(I'm a developer with 25+ years experience, but I'm quite new to SSRS, and so I'm reaching out to get a better understanding of a couple of fundamentals.)
Sub-reports.
Everything I've read so far is that you create the sub-report as a standalone .rdl or .rdlc file, and then you link this file into your master report. That part makes sense.
However, in searching for help on how to do this efficiently, I see the same pattern repeated in tutorials: use an unfiltered SELECT statement (no parameters or WHERE clause) as your data source, and then use a filter to restrict the displayed data to what you need.

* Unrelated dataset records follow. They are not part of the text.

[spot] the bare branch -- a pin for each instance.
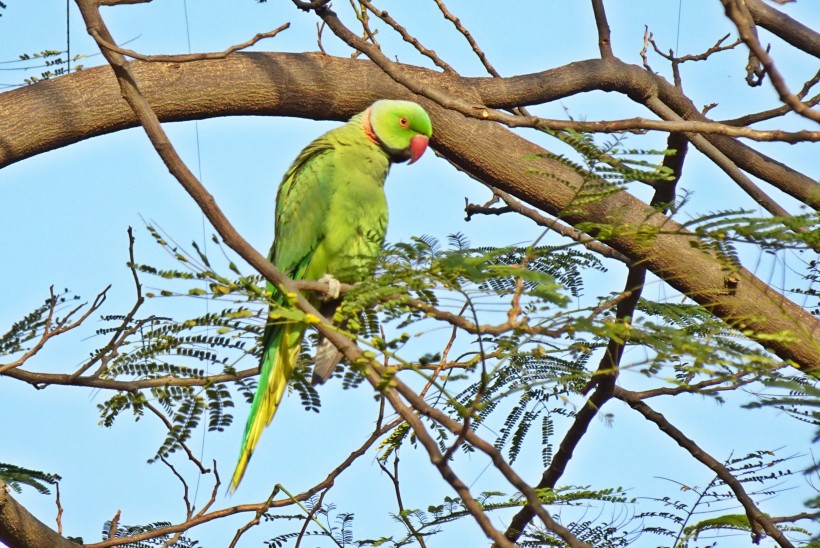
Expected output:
(780, 24)
(430, 54)
(468, 36)
(61, 326)
(740, 16)
(604, 39)
(189, 57)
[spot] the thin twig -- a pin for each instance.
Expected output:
(758, 521)
(469, 37)
(740, 16)
(407, 37)
(190, 57)
(54, 327)
(604, 38)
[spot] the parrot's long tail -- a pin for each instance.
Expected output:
(278, 363)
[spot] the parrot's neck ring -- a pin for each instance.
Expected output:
(368, 129)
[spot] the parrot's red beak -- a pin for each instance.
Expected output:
(418, 144)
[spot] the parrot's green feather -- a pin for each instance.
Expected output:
(331, 218)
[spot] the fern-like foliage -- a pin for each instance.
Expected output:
(32, 324)
(130, 530)
(16, 477)
(761, 472)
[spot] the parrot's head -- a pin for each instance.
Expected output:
(401, 128)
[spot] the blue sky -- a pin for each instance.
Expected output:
(64, 217)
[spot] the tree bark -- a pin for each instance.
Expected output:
(86, 104)
(20, 529)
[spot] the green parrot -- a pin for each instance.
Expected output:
(331, 218)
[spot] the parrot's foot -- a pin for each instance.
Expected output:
(334, 287)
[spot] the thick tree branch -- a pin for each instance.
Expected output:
(778, 23)
(20, 529)
(58, 112)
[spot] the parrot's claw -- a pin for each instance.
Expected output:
(334, 287)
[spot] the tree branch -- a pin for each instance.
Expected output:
(758, 521)
(51, 114)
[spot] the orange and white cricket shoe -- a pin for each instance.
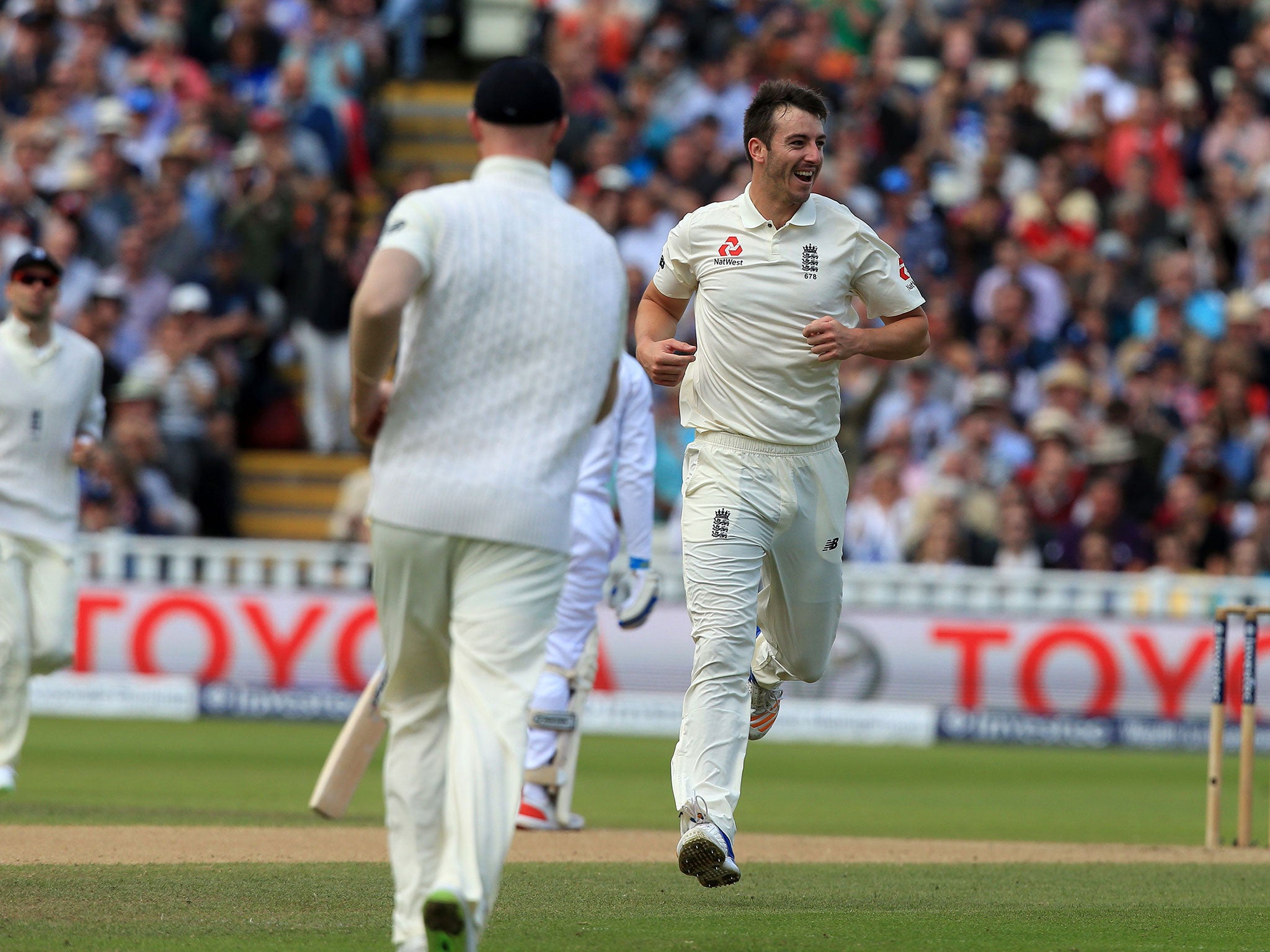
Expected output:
(765, 703)
(538, 811)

I need to understand just one thing. Is this the "best-and-only" way, or is this an example of one way that works, that's easiest to explain, but in reality performs horribly under load? Seriously, nobody expects NorthWind or AdventureWorks to be real-world examples of complicated data streams.
We're writing this report for a client that has tens of thousands of rows that would be returned in an unfiltered SELECT statement, but would return at most 10 rows if I can use a proper SELECT statement with a WHERE clause based on a Parameter passed from the main report to the sub-report. I have no idea yet what the response time would be for this report, but if it's going to fetch and process many thousand rows for the subreport, the speed would be terrible.

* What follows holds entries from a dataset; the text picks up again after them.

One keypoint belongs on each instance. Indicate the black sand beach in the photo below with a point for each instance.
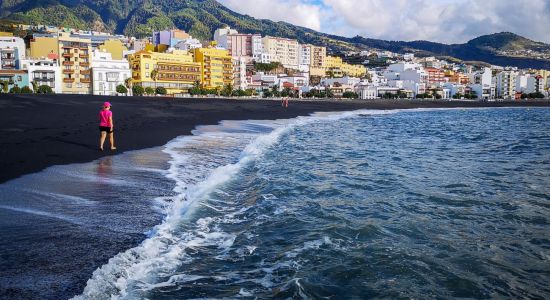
(46, 257)
(41, 131)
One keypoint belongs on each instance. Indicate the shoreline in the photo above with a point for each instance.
(39, 131)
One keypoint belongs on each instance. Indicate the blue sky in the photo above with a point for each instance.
(446, 21)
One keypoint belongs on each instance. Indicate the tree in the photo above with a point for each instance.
(121, 89)
(138, 90)
(26, 90)
(161, 90)
(15, 90)
(5, 86)
(227, 90)
(149, 91)
(44, 89)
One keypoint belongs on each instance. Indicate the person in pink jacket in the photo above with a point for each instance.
(106, 126)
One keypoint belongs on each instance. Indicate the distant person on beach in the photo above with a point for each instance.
(106, 126)
(284, 102)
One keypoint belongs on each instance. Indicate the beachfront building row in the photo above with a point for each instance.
(291, 54)
(178, 71)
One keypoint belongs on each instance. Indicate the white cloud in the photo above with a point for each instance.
(447, 21)
(297, 12)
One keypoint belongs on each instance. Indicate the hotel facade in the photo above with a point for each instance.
(176, 71)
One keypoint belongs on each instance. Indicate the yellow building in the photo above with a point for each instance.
(316, 59)
(115, 47)
(74, 55)
(175, 71)
(75, 59)
(335, 66)
(216, 66)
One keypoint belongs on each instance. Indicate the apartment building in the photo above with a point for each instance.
(108, 73)
(335, 67)
(75, 59)
(12, 51)
(176, 71)
(505, 83)
(216, 66)
(435, 76)
(248, 46)
(43, 72)
(285, 51)
(169, 37)
(14, 78)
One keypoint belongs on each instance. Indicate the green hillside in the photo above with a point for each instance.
(201, 17)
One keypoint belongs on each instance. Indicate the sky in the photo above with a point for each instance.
(444, 21)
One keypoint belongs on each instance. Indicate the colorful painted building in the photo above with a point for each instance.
(176, 71)
(337, 68)
(75, 59)
(216, 66)
(13, 78)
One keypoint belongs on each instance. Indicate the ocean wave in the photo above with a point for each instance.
(137, 270)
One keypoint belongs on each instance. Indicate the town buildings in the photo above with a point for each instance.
(169, 38)
(12, 51)
(285, 51)
(506, 85)
(43, 72)
(108, 73)
(216, 66)
(176, 71)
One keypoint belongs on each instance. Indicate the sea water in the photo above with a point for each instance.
(365, 204)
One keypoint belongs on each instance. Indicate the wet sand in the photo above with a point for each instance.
(38, 131)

Can someone direct me to a blog or other source that discusses efficient handling of SSRS subreports?
I can only conclude that all of the tutorials I found so far were offering over-simplified solutions that simply do not scale well.
I lucked out onto a thread that was dealing with a different issue, but the OP put up his solution, and it was exactly what I needed.
To summarize: 1) Because a sub-report is only an .rdlc, there is no room for pre-processing at all. Any pro-processing has to be handled in the main report's .ASPX.CS code.
2) Within your .ASPX.CS Page_Load, add a new SubreportProcessingEventHandler to your ReportViewer, like:
yourReportViewer.LocalReport.SubreportProcessing += new
SubreportProcessingEventHandler(SetSubDataSource);
yourReportViewer.LocalReport.Refresh();
3) In your EventHandler, you make your database connection, and fetch back just the data you need for your subreport. You don't fetch it all, then filter it, which is horrendously inefficient.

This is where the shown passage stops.